Jet Coupe 38 — By Capt. Bill Pike
— October 2001
Diamond in the Rough
|A stylish Italian dayboat, built in a sleepy Florida fishing village?|
I like Cortez. A little commercial fishing town on the edge of Florida’s Anna Maria Island, just southwest of Bradenton, it’s made up of small, tin-roofed fish-packing plants, tropical vistas, rickety wharves and docks, and rough-and-tumble fishing boats and fishermen. Similar to the little North Florida town I live in these days, it’s not quite the spot you’d expect to come across an Italian-style dayboat like the Rivolta Jet Coupe 38, with a deep-blue, voluptuously curved hull, oodles of teak trim sparkling under umpteen coats of sprayed-on urethane varnish, and a couple of Yanmar-powered Hamilton HJ274 waterjets, ready and raring to go.
Neither is Cortez quite the place you would expect to come across a guy like Piero Rivolta, an Italian-born designer who has turned an old, ramshackle fish house in the heart of the village (right next door to the A.P. Bell Fish Company) into a small, shipshape boat facility set up to finish, launch, and commission a dozen or so 38 Jet Coupes a year.
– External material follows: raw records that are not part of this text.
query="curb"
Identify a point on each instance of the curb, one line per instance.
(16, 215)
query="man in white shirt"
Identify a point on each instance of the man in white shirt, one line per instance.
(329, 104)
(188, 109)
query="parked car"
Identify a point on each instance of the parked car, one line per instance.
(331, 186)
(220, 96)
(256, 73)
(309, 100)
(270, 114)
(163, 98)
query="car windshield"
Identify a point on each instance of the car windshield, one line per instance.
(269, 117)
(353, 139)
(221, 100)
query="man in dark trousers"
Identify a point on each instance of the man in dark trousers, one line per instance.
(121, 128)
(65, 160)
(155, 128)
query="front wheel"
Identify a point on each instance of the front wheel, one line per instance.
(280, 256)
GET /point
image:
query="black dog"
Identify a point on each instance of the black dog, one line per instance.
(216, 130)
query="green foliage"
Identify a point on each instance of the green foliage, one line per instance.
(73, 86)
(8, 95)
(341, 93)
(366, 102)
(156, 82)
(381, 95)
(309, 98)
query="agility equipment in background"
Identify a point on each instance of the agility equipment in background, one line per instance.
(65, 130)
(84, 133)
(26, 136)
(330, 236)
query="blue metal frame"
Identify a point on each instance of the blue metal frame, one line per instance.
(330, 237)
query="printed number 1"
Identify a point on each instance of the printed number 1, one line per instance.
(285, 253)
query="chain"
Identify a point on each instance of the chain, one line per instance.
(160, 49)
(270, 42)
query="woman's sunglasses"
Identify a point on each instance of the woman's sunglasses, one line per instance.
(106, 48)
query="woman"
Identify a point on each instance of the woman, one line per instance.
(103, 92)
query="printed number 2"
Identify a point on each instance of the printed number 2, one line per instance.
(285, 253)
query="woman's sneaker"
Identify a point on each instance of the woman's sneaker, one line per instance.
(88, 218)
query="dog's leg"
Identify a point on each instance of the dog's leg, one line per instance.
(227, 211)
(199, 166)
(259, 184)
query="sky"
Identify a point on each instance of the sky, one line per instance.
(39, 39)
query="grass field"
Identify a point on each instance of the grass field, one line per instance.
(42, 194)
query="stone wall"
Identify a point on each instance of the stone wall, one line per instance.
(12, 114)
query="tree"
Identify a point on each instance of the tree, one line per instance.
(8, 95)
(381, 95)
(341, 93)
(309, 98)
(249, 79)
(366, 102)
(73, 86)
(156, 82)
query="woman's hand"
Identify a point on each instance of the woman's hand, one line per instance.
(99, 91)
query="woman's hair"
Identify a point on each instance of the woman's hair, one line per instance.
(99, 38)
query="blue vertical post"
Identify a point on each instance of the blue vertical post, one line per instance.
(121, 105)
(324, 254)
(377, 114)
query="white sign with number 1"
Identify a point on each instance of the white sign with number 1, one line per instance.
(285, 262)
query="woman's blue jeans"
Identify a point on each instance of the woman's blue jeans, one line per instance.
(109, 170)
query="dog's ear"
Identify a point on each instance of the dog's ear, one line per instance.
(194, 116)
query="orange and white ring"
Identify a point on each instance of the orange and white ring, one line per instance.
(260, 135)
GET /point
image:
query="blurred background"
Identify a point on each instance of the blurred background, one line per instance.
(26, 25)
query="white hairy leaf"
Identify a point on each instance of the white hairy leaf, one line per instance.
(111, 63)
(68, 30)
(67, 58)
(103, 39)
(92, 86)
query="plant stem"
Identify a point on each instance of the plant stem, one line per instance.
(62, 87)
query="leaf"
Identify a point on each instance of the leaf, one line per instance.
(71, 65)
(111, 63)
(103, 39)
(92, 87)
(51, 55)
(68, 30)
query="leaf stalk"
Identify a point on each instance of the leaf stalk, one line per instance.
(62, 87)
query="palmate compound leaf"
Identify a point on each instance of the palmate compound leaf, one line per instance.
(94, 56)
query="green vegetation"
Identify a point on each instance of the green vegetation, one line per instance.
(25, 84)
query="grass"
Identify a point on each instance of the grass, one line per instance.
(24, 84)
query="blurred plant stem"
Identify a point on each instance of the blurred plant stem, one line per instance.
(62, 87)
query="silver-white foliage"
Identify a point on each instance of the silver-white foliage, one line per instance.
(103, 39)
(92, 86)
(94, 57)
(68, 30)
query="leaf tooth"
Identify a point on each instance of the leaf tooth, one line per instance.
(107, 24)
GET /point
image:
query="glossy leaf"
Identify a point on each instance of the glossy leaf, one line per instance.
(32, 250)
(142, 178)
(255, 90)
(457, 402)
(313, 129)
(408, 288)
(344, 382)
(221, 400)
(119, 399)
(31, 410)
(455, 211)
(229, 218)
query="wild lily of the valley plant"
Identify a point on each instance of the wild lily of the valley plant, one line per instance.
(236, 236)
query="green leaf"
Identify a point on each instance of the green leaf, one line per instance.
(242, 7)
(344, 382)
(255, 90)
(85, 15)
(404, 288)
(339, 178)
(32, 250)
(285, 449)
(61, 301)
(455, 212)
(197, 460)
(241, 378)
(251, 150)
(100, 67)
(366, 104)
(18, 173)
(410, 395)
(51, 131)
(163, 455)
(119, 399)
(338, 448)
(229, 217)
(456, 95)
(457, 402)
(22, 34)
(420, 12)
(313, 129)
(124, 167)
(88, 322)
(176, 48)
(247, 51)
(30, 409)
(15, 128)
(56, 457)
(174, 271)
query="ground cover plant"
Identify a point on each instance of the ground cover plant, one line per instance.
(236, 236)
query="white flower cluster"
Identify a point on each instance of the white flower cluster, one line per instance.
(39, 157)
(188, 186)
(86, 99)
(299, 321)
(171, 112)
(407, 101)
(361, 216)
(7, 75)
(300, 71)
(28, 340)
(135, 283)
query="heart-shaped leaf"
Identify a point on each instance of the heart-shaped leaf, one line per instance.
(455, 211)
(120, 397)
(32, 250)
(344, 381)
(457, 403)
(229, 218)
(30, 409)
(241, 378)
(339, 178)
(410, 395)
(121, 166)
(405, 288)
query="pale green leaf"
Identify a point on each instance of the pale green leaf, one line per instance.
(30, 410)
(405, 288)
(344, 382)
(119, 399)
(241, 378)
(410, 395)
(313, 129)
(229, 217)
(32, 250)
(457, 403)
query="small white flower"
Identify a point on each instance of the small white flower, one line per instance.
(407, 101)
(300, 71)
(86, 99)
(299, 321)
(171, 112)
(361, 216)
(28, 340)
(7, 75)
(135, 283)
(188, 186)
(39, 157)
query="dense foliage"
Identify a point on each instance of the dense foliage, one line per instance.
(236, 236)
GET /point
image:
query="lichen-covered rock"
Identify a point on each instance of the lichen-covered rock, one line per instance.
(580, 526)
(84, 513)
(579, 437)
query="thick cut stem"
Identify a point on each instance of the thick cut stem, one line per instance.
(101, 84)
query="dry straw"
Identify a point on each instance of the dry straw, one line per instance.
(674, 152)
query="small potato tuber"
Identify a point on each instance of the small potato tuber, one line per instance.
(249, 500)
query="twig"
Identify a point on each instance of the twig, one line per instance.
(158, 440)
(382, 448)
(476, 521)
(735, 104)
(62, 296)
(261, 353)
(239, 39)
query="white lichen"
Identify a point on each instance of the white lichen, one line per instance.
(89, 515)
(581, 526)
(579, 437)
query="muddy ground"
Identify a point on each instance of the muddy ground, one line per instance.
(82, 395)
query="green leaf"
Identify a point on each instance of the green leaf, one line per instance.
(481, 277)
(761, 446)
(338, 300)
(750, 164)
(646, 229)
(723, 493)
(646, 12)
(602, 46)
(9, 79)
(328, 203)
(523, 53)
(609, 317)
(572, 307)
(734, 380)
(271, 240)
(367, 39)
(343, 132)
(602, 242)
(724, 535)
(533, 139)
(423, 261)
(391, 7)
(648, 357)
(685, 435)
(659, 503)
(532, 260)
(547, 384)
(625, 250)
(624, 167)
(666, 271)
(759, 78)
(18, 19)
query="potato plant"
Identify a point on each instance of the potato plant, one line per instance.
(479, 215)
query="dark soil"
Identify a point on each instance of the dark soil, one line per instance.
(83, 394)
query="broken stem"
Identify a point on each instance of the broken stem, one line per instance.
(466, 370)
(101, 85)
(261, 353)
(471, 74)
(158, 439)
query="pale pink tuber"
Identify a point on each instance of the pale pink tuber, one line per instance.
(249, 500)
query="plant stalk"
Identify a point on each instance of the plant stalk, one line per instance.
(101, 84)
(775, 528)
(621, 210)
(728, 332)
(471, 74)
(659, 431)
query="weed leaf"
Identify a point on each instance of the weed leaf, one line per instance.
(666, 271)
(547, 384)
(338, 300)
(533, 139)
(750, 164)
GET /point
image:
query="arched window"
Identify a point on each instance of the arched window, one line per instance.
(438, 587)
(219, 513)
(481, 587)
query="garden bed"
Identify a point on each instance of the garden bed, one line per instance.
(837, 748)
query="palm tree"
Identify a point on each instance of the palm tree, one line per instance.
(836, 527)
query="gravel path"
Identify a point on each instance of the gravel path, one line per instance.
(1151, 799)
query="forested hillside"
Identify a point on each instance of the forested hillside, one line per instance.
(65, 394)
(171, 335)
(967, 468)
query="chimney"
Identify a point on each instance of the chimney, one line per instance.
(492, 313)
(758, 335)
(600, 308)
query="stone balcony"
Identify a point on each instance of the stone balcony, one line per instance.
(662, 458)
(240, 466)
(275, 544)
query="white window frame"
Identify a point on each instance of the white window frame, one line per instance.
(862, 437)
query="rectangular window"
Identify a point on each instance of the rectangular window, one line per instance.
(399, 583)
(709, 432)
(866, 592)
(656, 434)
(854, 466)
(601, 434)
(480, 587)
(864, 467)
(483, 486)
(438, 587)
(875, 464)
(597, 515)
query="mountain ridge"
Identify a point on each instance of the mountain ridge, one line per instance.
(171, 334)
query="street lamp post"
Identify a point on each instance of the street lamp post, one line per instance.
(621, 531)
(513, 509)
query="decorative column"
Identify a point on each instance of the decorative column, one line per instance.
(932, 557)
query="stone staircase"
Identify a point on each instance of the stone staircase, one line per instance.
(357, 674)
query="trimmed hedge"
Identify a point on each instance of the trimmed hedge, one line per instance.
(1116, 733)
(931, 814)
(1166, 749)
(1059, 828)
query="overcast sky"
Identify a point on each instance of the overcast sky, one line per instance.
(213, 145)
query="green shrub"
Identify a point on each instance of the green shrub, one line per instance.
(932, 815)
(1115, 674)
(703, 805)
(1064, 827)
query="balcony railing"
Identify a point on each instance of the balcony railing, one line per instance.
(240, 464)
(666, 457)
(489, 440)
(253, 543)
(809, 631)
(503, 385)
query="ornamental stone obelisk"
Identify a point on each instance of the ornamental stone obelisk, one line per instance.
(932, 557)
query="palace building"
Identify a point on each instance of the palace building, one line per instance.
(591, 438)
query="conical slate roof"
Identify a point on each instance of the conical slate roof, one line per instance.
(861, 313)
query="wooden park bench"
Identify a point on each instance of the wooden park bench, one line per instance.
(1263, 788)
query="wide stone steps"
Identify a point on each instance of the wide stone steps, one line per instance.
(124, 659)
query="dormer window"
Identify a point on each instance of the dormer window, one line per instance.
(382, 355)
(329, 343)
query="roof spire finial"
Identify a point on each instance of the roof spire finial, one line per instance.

Rivolta is a bit of a Renaissance man. Capitalizing on a heritage of automotive design and fabrication that includes the famous Isetta of the ‘50s, the lithe IsoRivolta Grifo of the ‘60s, and several other distinctive Italian-made sports cars of more recent vintage, he presently offers all sorts of technological and engineering expertise to clients all over the world, with projects as varied as commercial architecture, interior design, environmentally friendly electric minicars, and, of course, marine engineering and boat design. On a more personal level, Rivolta’s Sarasota home constantly thunders with opera, thanks to a stereo system he modestly characterizes as "vibrant," and much of his free time is devoted either to writing poetry in his own lyrical Italian or enjoying the beauties of authentic working waterfronts like the one at Cortez, an obvious favorite.
Rivolta and I spent a couple of hours together recently, wringing out one of his 38s, first on nearby Sarasota Bay, which was nearly smooth on test day, and then via Longboat Pass, on the wide-open waters of the Gulf of Mexico, where the seas were running about two feet. The overriding impression I formed from our sea trial was that the 38 is a heavily built, tightly bonded-together vessel, a product of all-glass construction and a liberal usage of top-notch materials.
The building process starts with a mold tooled at North End Composites located in Maine and a laminate that includes ISO-NPG gelcoat, a vinylester skin coat, and a thick bottom and PVC-cored hull sides laid up with polyester resin. Next comes a secondarily bonded fiberglass grid filled with two-pound-density foam and capped with three layers of resilient carbon fiber, all triple-tabbed into the hull’s interior. Finally, after various inner liners and modules are added, a PVC-cored deck is fastened to the hull flange with bolts and 3M 5200. Vacuum bagging is used extensively throughout the process, and the hull mold is a two-parter, to accommodate the lovely tumblehome at the Jet Coupe 38’s transom. Moreover, the hull remains in this mold under vacuum while the grid system is secured to precisely maintain the sheerline, the transom deadrise of 14 degrees, and other shapes.